LISP 4th Quarter 2020 Official Selection, Flash Fiction, 'The Last Summer' by Iva Bezinovic-Haydon
Click HERE to read the interview with Iva Bezinovic-Haydon.
The Last Summer
We arrive at the campsite on the lake, already tired of being together. Still, without words, a well-drilled team, we settle: parking found, awning out, sun chairs open, is anyone hungry? Off to the playground, kids, we'll go swimming later. My husband's having a beer in front of the van, I walk off to explore. The campsite's full of Austrian families with the same haircuts. I come up with a silly joke, but when I return to the campervan, I say nothing. We don't find the same things funny anymore. I watch an elderly couple drinking Weißbier at a café next to the lake. They are smiling at their grandson sitting between them, an awkward pre-teen body, reading a thick novel. Our kids are fighting on the beach. My husband is animatedly reading the news out loud. I pretend to be interested while soaking in the comfortable silence of the three strangers in their quiet co-existence. What am I missing more? The calm or the excitement? "I'm going for a swim," I say, standing, but I might as well have said nothing.
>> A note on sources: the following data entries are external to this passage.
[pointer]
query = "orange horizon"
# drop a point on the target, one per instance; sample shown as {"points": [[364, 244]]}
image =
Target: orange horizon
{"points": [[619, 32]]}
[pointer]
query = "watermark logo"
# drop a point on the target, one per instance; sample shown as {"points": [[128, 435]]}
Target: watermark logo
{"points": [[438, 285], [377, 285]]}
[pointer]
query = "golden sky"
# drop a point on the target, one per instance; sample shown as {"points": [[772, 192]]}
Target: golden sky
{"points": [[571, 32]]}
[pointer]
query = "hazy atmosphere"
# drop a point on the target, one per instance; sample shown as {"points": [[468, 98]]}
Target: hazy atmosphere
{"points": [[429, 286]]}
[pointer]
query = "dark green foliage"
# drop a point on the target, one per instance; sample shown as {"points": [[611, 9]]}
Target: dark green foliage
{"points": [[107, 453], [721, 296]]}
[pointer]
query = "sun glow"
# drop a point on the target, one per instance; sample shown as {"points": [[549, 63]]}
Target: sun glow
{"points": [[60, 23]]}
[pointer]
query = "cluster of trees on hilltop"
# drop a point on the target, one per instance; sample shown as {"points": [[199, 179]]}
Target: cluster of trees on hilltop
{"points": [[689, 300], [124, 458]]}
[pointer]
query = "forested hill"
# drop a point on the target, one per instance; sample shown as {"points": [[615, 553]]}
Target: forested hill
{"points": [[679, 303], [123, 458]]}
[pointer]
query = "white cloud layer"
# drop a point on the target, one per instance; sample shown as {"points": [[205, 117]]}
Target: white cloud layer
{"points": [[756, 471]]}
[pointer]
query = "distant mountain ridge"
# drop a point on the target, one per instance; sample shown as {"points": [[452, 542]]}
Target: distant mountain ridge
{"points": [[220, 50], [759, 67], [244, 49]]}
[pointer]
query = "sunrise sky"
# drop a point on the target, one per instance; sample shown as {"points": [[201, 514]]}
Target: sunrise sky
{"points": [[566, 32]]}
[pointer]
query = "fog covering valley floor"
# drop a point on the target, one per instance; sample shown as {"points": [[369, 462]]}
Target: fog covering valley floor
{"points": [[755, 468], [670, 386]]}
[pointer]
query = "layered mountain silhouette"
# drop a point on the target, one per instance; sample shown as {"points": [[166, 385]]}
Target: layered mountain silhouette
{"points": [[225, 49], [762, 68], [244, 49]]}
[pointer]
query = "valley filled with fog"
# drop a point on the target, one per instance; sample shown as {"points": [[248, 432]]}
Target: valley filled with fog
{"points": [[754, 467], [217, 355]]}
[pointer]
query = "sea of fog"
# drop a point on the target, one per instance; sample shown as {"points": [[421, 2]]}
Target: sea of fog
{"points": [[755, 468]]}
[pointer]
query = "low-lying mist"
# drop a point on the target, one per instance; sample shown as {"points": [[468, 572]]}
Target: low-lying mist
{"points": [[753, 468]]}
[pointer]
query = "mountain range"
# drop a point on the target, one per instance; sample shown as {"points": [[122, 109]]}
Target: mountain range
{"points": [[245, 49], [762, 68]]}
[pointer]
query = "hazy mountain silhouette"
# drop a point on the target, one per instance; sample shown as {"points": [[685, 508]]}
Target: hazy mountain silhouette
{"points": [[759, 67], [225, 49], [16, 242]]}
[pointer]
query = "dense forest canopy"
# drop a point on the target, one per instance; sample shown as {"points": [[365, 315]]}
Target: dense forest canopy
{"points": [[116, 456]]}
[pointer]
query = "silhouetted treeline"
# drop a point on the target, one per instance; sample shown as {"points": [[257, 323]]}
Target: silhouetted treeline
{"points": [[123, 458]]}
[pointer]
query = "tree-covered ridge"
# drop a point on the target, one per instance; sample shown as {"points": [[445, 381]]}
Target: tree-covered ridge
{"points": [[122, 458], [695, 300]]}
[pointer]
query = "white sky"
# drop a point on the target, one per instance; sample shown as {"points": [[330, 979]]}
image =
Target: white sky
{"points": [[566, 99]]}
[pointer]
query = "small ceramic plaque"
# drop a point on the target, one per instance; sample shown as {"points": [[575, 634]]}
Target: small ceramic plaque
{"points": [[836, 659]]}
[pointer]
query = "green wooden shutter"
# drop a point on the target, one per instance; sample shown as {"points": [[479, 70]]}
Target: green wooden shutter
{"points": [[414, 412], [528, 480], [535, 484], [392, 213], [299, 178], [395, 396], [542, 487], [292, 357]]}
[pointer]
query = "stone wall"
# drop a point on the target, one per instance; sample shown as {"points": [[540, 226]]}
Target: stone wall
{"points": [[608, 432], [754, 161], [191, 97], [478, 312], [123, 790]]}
My husband continues addressing the audience he doesn't realize he has lost. I dive in, and for a moment, I imagine what drowning in a lake would feel like. My body and thoughts are heavy, my mind's filling up with water. I don't want it to, but our son's laughter pulls me back up to the surface. The campsite's restaurant offers free soup with each meal, advertised on the menu, in capitals, as a "BONUS!". We order three meals between the four of us; we get three soups. I give mine to our daughter. My husband slurps his loudly. It's supposed to start raining at about 10:30 tomorrow. I'll take the kids and leave before then.